Tommy est l’histoire d’un jeune garçon qui à
la suite d’un choc émotionnel devient sourd, aveugle
et muet. Il sortira de sa torpeur à l’aide de deux
objets : un flipper et un miroir magique. Par le flipper,
qu’il pratique à l’intuition, il acquiert un savoir
faire, une personnalité au regard des autres. Le miroir
est l’endroit où il découvre son image malgré
sa cécité. En poursuivant son image dans le
miroir et en brisant ce dernier, il se libérera. Sa
célébrité (il est champion du monde de
flipper) et le miracle de ses sens retrouvés font de
lui un nouveau messie. Les gens accourent du monde entier
pour suivre son exemple. Alors son entourage organise un camp
où chacun peut s’offrir contre monnaie sonnante et
trébuchante le kit de la révélation pour
revivre les mêmes sensations que Tommy, son expérience.

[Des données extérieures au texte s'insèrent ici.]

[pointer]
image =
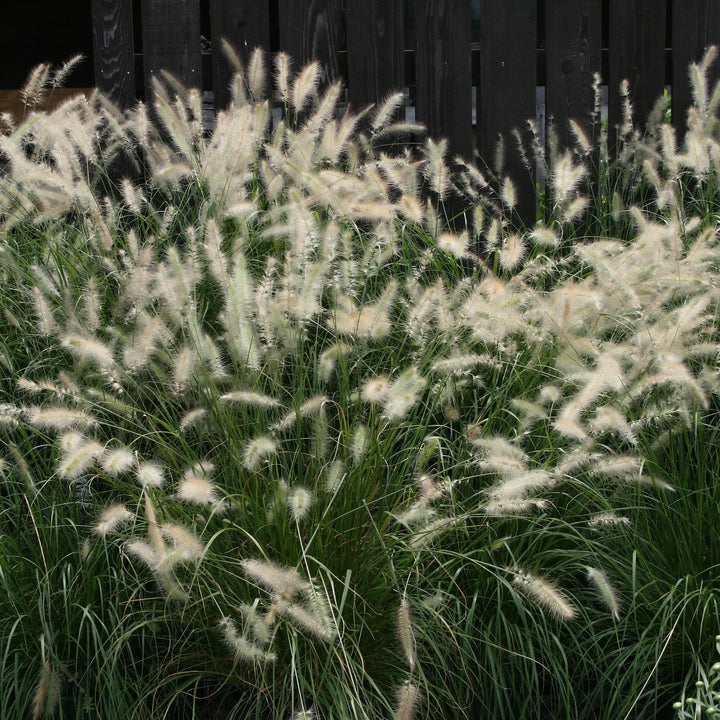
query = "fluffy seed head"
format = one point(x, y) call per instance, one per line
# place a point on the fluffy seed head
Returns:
point(111, 518)
point(196, 489)
point(406, 634)
point(116, 462)
point(257, 450)
point(79, 458)
point(545, 594)
point(149, 474)
point(299, 501)
point(605, 590)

Mais c’est un échec, l’expérience
de Tommy peut se partager, mais elle ne peut pas se vendre
ou se donner telle qu’elle.
Par cette métaphore qui reprend plusieurs
thèmes de cette monographie, nous souhaitons faire
partager un désir sur le regard que nous portons sur
les médiations interactives. Il n’y a pas une vision
des médiations interactives mais de multiples points
de vue à adopter.
Les outils de la pensée ont transformé
à chaque époque notre rapport aux autres et
au monde. Au travers et sur eux les différentes civilisations
se sont réorganisées. Les technologies de médiations
interactives sont l’émergence d’une révolution
technologique, reflets d'une évolution culturelle.